Government’s copper price gamble risks UFB future
Until February it looked as if New Zealand’s Commerce Commission would force Chorus to lower the price it charges telcos to use the copper lines connecting homes to exchanges and cabinets.
Lower copper prices may have meant cheaper broadband connections for users, higher profits for ISPs or both.
Chorus cried foul, saying cutting copper prices undermines consumer demand for the UFB fibre-based network the company is now building with government support. The company also said the price cut would hurt its annual earnings by up to $160 million a year.
No surprises here
That shouldn’t have been a surprise. Legislation says the Commerce Commission has to set cost-based pricing for the copper network. That was known at the time Chorus demerged from Telecom NZ. Investors took that into account.
Nevertheless, New Zealand’s government blinked. Communications minister Amy Adams announced plans to review telecommunications laws to tilt prices in favour of fibre.

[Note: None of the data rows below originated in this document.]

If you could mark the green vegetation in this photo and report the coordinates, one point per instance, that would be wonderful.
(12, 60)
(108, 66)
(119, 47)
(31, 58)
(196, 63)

There are two problems with this.
First, it will take another seven years to build the UFB network. Higher copper prices means those without fibre connections subsidise those with fibre. That injustice could be easily solved by smart legislation: charge more for copper access where there is a choice and less where there is not.
This is too simple and too sensible an idea for anyone in government to grasp.
Stifling demand
Second, stifling demand for copper services today could hurt fibre in the long-term.
That’s because the same logic which says charging more for copper than fibre makes fibre a more attractive proposition works equally well with wireless data.
Sure, wireless broadband is different to fixed-line broadband. Wireless data is also more expensive than copper broadband, but artificially inflating copper’s price lowers the relative difference between wireless and copper.
By not reducing copper prices, Chorus and the government are encouraging some users to switch to wireless who would otherwise have moved to more advanced fixed line technologies like VDSL.
The vanguard
In this context ‘some’ doesn’t need to be a high number. Those people are in the technological vanguard, they are the leaders and the influencers.
Will they return to fixed-line internet when the UFB finally passes their homes? Some may, many will not. Overseas evidence already shows fibre uptake is less than anticipated in countries with fibre networks where consumers have choice. The uptake is lower still where there are competing advanced wireless networks.
Artificially inflating the price of copper could artificially and unnecessarily wean people off fixed line broadband at just the wrong point in the transition to fibre. That could pose a far bigger long-term threat to the UFB and fibre uptake than copper.